Traditional books provide more positive parent-child interaction according to Temple, Erickson researchers
Electronic books dampen the kind of parent-child interaction related to early literacy
Parents and pre-school children have a more positive interaction when sharing a reading experience with a traditional book as opposed to an electronic book, or e-book, according to researchers at Temple University’s Infant Laboratory in Philadelphia and Erikson Institute in Chicago. This shared positive experience from traditional books characteristically promotes early literacy skills.
The researchers presented the findings of their study, "Electronic books: Boon or Bust for Interactive Reading?" on Nov. 3 as part of the Boston University Conference on Language Development.
The first-of-its-kind study was conducted by Julia Parish-Morris, a graduate student in developmental psychology at Temple University, and Molly F. Collins, assistant professor at Erikson Institute. Parish-Morris and Collins collaborated with Kathy Hirsh-Pasek, the Lefkowitz Professor of Psychology and director of the Temple Infant Lab.
“It is very obvious from the media, and from toy stores and bookstores, that electronic learning products are becoming very, very popular," said Parish-Morris. "Parents are really buying into the idea that electronic media is essential to their children's development."
Parish-Morris recruited 19 children ages 3-5, along with their parents, at Philadelphia's Please Touch Museum; Collins recruited 14 at the Chicago Children's Museum.
Parish-Morris said the researchers were looking at four different questions: Do children prefer electronic or traditional books in the context of parent-child interaction; does the content of parental utterances differ between the types of books; is the context of what parents are saying content- or behavior-oriented; and do parents’ comments go beyond the book's story?
In a quiet room, the parents and children sat in front of a table displaying 10 books (five electronic and five traditional) matched on length and similarity of characters/plot structure. They were instructed to do whatever they would normally do with books.
"Roughly one-third of the children chose e-books over traditional books, which surprised us a little bit," said Parish-Morris. "But part of that might stem from the fact that, in general, parents and children don't tend to read electronic books together."
She said that the raw number of total utterances made by parents was roughly equal between the two types of books, but that the researchers saw a significant difference in the proportion of content- and behavior-oriented comments.
"I was struck by the stark difference between the content-related utterances in reading traditional versus e-books; I didn't realize there would be a two-fold difference," said Collins. "I think this happens because we're more comfortable with traditional books and so we play a more active role in the reading process; but with e-books, we let the books lead."

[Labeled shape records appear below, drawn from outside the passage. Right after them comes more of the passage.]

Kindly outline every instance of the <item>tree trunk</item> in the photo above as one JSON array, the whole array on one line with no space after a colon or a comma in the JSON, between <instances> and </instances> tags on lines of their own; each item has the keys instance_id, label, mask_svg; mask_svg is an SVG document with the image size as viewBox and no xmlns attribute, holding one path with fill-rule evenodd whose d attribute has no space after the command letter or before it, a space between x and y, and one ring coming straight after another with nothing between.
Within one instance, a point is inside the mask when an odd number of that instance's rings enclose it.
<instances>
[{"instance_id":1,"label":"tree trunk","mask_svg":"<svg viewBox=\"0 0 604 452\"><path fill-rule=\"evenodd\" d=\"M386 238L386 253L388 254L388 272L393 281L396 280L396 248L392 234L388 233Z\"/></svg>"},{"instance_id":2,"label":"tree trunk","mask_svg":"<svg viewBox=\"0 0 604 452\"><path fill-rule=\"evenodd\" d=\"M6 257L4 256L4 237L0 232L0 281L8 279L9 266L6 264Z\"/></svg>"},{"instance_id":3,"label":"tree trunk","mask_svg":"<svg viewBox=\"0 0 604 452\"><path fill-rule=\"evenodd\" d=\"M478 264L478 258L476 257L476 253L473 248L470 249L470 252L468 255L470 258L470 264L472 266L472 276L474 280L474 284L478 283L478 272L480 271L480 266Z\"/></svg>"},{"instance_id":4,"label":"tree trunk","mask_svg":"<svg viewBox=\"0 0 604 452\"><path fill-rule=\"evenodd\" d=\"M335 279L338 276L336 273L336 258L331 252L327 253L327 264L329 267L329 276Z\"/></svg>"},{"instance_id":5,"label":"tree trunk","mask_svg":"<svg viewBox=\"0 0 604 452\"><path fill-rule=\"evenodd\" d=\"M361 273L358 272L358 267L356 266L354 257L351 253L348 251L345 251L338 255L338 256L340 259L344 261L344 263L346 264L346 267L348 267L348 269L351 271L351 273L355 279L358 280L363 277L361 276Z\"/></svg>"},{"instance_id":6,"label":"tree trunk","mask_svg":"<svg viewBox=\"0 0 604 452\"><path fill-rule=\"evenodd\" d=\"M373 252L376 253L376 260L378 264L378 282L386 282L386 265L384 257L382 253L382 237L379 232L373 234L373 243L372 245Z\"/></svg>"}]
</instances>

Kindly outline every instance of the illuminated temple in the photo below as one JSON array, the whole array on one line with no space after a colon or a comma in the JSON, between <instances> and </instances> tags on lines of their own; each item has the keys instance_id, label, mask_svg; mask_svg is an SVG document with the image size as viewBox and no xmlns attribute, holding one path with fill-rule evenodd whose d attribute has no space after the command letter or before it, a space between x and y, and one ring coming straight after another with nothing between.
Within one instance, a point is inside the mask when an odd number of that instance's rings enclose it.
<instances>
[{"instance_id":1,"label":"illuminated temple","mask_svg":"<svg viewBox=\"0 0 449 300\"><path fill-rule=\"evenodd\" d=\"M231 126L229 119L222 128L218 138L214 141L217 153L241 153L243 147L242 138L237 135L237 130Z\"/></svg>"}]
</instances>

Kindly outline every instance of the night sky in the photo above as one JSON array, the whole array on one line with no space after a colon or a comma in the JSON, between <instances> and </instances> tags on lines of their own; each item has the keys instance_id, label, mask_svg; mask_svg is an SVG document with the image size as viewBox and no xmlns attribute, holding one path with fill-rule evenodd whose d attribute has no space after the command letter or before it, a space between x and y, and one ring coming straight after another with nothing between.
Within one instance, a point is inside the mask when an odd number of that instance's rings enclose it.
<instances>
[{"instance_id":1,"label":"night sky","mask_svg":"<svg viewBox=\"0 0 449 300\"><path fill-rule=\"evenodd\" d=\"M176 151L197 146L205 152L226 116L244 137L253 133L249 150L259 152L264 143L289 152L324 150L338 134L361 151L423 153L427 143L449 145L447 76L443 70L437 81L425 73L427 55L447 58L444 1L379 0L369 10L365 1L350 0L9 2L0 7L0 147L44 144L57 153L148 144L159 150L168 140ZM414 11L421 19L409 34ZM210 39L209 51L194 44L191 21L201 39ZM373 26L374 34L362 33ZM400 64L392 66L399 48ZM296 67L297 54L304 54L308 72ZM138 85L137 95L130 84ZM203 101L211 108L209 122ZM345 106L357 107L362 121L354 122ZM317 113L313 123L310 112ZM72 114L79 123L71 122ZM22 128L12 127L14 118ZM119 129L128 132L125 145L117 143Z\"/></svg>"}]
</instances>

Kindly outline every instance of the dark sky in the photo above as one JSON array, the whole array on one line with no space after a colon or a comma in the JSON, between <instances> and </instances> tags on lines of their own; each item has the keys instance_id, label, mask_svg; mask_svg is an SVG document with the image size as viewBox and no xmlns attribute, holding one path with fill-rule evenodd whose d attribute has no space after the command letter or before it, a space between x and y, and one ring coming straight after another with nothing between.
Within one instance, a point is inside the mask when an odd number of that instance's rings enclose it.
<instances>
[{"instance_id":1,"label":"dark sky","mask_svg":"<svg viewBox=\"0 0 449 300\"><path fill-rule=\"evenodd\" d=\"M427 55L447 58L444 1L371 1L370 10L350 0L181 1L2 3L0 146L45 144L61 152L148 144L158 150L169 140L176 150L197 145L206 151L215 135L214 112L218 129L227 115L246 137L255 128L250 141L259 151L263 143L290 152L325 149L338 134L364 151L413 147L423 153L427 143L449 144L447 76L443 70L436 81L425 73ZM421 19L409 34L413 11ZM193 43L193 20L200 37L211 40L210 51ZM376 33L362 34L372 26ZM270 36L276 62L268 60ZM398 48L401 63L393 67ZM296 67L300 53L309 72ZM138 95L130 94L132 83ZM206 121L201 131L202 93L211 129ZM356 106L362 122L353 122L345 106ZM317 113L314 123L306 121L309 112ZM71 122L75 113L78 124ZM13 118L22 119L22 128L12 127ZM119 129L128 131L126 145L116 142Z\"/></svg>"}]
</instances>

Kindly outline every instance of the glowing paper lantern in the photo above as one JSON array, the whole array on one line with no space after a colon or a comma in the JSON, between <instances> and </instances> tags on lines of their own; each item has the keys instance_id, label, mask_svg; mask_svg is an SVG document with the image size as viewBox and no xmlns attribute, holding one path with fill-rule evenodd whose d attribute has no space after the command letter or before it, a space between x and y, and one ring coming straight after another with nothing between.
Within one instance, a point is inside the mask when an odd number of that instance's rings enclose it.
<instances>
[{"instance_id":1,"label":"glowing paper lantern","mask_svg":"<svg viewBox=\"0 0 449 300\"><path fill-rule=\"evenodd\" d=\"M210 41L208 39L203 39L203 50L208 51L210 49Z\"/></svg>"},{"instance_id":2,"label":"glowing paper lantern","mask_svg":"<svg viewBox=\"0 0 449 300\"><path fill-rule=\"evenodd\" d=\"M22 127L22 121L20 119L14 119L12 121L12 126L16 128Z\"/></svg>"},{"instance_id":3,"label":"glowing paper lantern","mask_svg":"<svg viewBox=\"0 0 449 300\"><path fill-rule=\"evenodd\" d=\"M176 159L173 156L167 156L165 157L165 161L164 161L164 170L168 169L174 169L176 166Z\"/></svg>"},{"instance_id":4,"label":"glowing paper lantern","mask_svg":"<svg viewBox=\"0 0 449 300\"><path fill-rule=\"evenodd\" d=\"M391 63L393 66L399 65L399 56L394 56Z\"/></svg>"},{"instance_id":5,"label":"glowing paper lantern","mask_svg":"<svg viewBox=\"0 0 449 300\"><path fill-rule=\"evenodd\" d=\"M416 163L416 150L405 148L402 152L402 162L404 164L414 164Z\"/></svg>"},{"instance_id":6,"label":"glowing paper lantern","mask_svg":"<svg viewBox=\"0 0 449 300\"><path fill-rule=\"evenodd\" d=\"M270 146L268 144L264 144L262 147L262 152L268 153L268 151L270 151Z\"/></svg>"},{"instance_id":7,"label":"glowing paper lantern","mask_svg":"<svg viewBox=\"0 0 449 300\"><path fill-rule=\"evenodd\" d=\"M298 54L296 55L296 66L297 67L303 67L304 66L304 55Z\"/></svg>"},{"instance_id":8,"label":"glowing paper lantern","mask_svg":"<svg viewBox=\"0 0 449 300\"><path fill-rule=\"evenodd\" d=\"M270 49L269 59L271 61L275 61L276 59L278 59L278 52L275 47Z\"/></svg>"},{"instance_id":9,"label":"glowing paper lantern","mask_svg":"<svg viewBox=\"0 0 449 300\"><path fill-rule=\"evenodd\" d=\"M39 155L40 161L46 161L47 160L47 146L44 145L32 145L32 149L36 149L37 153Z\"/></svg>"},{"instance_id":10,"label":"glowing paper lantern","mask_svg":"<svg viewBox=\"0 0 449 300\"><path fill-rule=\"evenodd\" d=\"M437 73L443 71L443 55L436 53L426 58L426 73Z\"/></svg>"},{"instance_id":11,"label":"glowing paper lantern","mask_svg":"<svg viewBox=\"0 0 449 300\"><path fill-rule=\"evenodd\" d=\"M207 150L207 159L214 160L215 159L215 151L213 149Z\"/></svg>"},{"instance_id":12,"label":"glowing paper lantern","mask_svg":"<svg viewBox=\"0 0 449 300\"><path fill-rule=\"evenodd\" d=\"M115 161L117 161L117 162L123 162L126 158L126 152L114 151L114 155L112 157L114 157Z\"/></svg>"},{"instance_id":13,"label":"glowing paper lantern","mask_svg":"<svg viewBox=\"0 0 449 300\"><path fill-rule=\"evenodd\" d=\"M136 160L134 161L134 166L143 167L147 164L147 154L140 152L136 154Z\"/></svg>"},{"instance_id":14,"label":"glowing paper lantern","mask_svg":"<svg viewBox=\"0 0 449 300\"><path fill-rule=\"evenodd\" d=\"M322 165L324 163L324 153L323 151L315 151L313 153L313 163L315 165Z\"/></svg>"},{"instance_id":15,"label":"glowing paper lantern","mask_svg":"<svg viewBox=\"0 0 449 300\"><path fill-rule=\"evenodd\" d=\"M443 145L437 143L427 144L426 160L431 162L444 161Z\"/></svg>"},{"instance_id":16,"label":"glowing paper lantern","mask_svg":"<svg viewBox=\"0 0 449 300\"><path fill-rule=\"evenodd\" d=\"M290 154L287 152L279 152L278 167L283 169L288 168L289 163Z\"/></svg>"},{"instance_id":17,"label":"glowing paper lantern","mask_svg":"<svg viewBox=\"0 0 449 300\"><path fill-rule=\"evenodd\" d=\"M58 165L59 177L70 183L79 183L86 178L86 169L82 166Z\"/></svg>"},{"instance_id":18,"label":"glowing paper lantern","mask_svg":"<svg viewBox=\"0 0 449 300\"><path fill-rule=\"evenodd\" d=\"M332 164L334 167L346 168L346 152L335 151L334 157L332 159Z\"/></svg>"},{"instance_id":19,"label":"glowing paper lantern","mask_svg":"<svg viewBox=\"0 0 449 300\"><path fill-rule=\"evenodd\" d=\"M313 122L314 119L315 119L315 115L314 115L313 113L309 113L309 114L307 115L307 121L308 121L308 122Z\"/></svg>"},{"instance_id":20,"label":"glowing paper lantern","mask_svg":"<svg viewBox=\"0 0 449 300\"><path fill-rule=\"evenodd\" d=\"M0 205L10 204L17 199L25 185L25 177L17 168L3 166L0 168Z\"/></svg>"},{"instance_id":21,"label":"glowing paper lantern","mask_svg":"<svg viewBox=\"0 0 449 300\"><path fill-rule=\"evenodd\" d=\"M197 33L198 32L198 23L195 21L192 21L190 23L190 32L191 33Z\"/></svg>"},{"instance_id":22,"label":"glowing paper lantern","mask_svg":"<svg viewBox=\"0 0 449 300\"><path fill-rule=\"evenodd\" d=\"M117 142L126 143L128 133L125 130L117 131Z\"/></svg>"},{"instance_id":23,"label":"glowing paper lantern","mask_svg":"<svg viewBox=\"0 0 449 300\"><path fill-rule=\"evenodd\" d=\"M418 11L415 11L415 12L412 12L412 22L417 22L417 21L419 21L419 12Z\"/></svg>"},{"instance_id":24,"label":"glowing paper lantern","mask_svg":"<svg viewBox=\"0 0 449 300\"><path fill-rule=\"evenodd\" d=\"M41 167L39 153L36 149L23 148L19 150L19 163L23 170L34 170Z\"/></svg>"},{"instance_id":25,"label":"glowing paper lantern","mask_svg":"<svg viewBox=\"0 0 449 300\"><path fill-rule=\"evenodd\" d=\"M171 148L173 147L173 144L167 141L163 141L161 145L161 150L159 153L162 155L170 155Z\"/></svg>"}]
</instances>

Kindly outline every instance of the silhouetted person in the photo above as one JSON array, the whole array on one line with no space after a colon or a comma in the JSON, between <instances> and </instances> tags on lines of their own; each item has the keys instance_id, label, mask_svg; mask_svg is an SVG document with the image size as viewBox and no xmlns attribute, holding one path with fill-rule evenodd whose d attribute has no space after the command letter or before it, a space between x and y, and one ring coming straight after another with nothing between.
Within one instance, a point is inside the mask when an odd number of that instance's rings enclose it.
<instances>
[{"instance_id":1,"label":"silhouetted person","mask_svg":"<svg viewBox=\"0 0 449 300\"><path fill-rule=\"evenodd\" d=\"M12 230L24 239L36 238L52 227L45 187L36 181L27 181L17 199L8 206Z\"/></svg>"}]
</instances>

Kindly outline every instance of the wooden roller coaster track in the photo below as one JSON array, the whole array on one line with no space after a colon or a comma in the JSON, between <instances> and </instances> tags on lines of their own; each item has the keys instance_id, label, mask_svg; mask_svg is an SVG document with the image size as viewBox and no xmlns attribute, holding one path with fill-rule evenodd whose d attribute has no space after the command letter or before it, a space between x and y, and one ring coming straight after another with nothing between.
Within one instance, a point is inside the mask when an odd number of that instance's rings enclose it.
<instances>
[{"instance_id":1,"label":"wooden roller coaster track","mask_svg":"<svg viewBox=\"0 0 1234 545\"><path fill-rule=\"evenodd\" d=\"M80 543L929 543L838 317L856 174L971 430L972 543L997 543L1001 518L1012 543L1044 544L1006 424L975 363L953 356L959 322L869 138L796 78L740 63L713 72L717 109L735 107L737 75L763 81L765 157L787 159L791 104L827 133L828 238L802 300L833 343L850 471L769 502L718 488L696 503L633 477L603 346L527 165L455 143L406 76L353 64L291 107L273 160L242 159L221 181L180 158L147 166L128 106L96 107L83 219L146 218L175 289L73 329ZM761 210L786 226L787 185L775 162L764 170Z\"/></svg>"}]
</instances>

"It turned out that reading electronic books became a behaviorally oriented, slightly coercive parent-child interaction as opposed to talking about the story, relating it to the their child's life, or even talking about the book's pictures or text," Parish-Morris said. "Parents were under the impression that when you are sitting down with a book, you are supposed to read it," she added. "But what was happening with the e-books is that reading was not even part of the process, probably because these books literally read the story to the child. So parents are not needed. The book makes commands and tells the child what to do; it encourages them to play games and reads to the child, so parents are essentially replaced by this battery-operated machine."
In contrast, Parish-Morris noted that parents who read traditional books made more comments that related pictures or themes in the book to their children’s real lives in a way that might spur the children’s imagination, or their short- or long-term memory.
This is significant because children are more successful in school when they spend their pre-school years reading with their parents. "The parent-child interaction around books and shared book reading is incredibly important to emergent literacy skills," she said. "In the later school years, kids enjoy school more, they enjoy learning more, and there are a whole host of outcomes that are related to this shared reading experience in the pre-school years.
"So parents who are talking about the content with their child while reading traditional books are encouraging early literacy, whereas parents and children reading electronic books together are having a severely truncated experience."
"This research does suggest that parents should be aware of some of the limitations of e-book reading," added Collins. "We shouldn't use e-books to replace traditional books, and we shouldn't expect them to do something that they don't. They're not substitutes for a human being."
The researchers are using this study, which received some material support from Fisher-Price, as the basis for a larger study at the Temple University Infant Lab. The follow-up study features an expanded sample of children in a randomized design. Preliminary data confirm the findings of the current study.
Founded 12 years ago, the Temple University Infant Laboratory brings together researchers who are doing cutting-edge work on spatial development, language development and memory processes. It is one of the few research centers in the world that are specifically exploring the vital role of play in learning and the educational merits of technological toys for children. Focusing on how children between the ages of 5 months and 6 years learn about the world in which they live, the lab also mentors graduate and undergraduate students who participate in all phases of the research. Funded by grants from the National Science Foundation, National Institutes of Health and others, the Lab's research is presented at meetings around the world and published in top-tier journals.
As the nation's only graduate school to focus exclusively on child development from birth to age 8, Erikson Institute is an independent institution of higher education that prepares child-development professionals for leadership through its academic programs, applied research and community involvement. Now entering its 40th year, Erikson Institute advances the ability of educators, practitioners, researchers and decision-makers to improve the lives of children and their families.